Information regarding the majority of molecular mechanisms responsible for GC excess was derived from in vitro studies of individual cell lines. Therefore, we hypothesized that expression of osteoblast and osteoclast genes obtained from the long bones of male mice treated with GCs would change over time. To test this hypothesis, we used microarray technology and verified our microarray data by real-time polymerase chain reaction (PCR) analysis of selected genes. In addition, we evaluated the association of gene transcription with changes in bone turnover and whole-bone structural changes in GC-treated mice, and we identified sequential alteration of gene expression in osteoclastogenesis, adipogenesis, and osteogenesis. These data provide in vivo evidence supporting direct or indirect regulation of many new gene transcripts associated with GC excess and enhance our understanding of GC-induced bone loss.
Six-month-old male Swiss Webster mice were obtained from Charles River (San Jose, CA). The mice were maintained on a diet of commercial rodent chow (22/5 Rodent Diet; Harlan Teklad, Madison, WI) with 0.95% calcium and 0.67% phosphate, available ad libitum. The mice were housed in a room that was maintained at a temperature of 70°F, with a 12-hour light/dark cycle. The mice were randomized by body weight into 5 groups (8–10 mice/group). Slow-release pellets (Innovative Research of America, Sarasota, FL) of placebo or GC (5 mg/kg 60-day slow-release prednisolone pellets) were administered by subcutaneous implantation. Groups of GC-treated mice (n = 7–14 mice/group) were killed on days 0, 7, 28, and 56.

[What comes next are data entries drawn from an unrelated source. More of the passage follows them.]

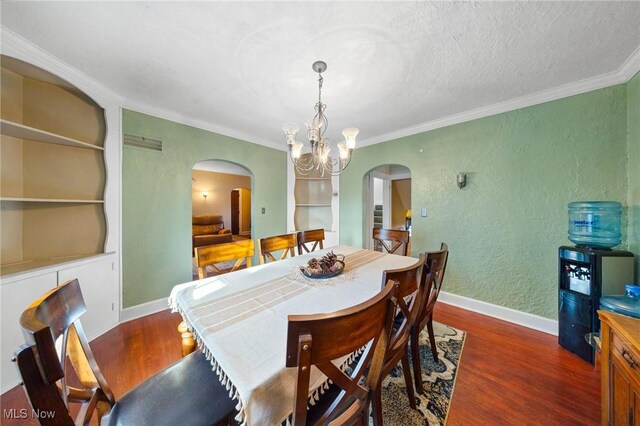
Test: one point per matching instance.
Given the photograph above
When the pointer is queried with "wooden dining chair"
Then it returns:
(269, 245)
(392, 240)
(433, 274)
(317, 340)
(187, 392)
(210, 255)
(315, 236)
(408, 295)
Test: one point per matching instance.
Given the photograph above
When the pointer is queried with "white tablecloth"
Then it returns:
(240, 321)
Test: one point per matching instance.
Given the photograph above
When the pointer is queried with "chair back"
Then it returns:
(315, 236)
(210, 255)
(55, 317)
(206, 224)
(392, 240)
(321, 338)
(269, 245)
(409, 297)
(435, 265)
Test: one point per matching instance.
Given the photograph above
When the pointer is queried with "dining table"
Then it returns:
(239, 320)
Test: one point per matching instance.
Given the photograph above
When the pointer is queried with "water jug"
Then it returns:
(595, 223)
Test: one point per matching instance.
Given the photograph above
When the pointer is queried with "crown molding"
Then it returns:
(200, 124)
(15, 46)
(631, 66)
(20, 48)
(622, 75)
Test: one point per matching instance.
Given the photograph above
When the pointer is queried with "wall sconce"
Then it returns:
(461, 179)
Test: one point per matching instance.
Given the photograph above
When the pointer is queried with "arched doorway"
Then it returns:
(220, 200)
(388, 200)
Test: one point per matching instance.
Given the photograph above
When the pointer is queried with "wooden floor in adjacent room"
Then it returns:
(509, 375)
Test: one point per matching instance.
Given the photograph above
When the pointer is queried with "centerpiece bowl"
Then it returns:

At the time of necropsy, the mice were exsanguinated by cardiac puncture. For all study mice, serum samples were obtained during necropsy and stored at −80°C prior to the assessment of biochemical markers of bone turnover. At the time when the mice were killed, the right femurs were placed in 10% phosphate buffered formalin for 24 hours and then transferred to 70% ethanol for microfocal computed tomography (micro-CT) measurement of 3-dimensional (3-D) bone structure. The fifth lumbar vertebral bodies were embedded in methylmethacrylate and sectioned longitudinally (4-μm–thick sections) with a Leica/Jung 2255 microtome (Leica, Cambridge, UK). Histomorphometric measurement of the adipose tissue area/total tissue area was performed using a Bio-Quant semiautomatic image analysis system (Bio-Quant Image Analysis Corporation, Nashville, TN) linked to a microscope equipped with transmitted and fluorescent light.
Serum levels of osteocalcin, type 5b tartrate-resistant acid phosphatase (TRAP5b), and C-telopeptide of type I collagen (CTX) were measured using mouse sandwich enzyme-linked immunosorbent assay kits from Biomedical Technologies (Stroughton, MA), SBA Sciences (Fountain Hills, AZ), or Nordic Bioscience (Chesapeake, VA). The protocols recommended by the manufacturers were followed, and all samples were assayed in duplicate. A standard curve was generated from each kit, and the absolute concentrations were extrapolated from the standard curves. The coefficients of variations for interassay and intraassay measurements were <10% for all assays and are similar to the manufacturers’ references (15).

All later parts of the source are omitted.